In general, the richness of transaction data allows a much more detailed analysis of specific aspects of the cement market and the cement cartel. For example, it is possible to control for differences between the four German sub-markets (North, South, West, East) and between different strengths of CEM I cement through the inclusion of dummy variables. In this section, we estimate the following equation by applying pooled models:

$$ \begin{aligned} p_{i} & = \alpha + \beta_{C} Cartel + \beta_{Pcu} Pcu + \beta_{Yd} Yd_{i} + \beta_{Eastimp} Eastimp \\ & \quad + \beta_{South} South + \beta_{West} West + \beta_{East} East + \beta_{F32.5} F32.5 + \beta_{F42.5} F42.5 + \varepsilon_{i} \\ \end{aligned} $$
(2)

Equation (2) basically explains the deflated price p i per transaction i by a Cartel variable and several further right-hand side variables defined above.Footnote 18 We follow the standard procedure in the econometrics literature and estimate two specifications of this model: in absolute terms (model 1a) and in logarithms (model 1b). Given this general characterization of our model approach, Table 3 shows the estimation results.
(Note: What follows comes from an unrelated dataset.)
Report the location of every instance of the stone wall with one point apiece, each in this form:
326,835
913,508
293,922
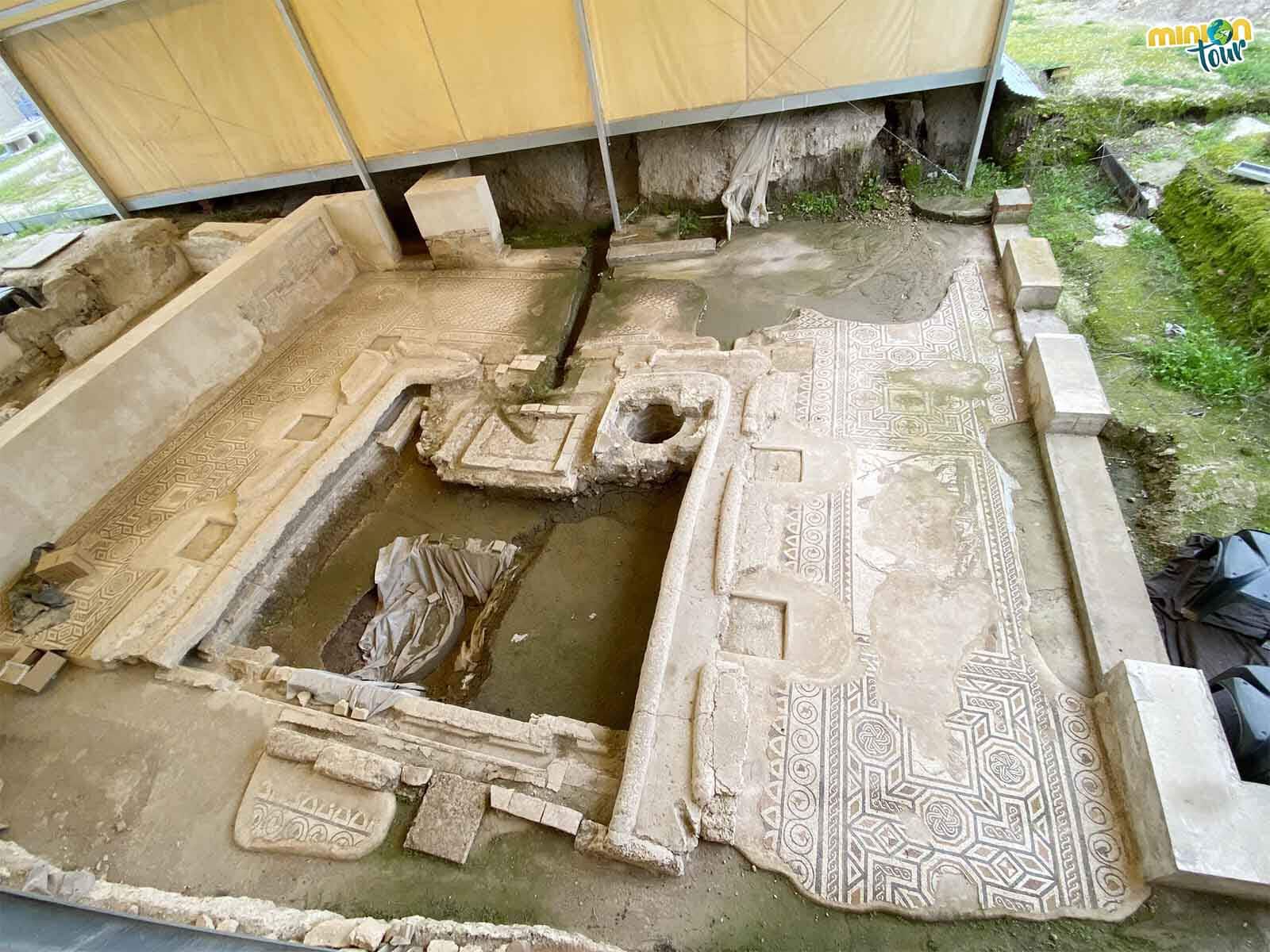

Table 3 Estimation of the price equation (models 1a and 1b)

Column (1) in Table 3 shows the estimation results for the level specification (model 1a) while column (2) reports the results for the log-linear specification (model 1b). An initial comparison of both sets of results reveals that both the coefficient of determination adj. R 2 and the F test are quite similar for both specifications. This is not too surprising given the fact that the second specification only implements a linear transformation of selected variables.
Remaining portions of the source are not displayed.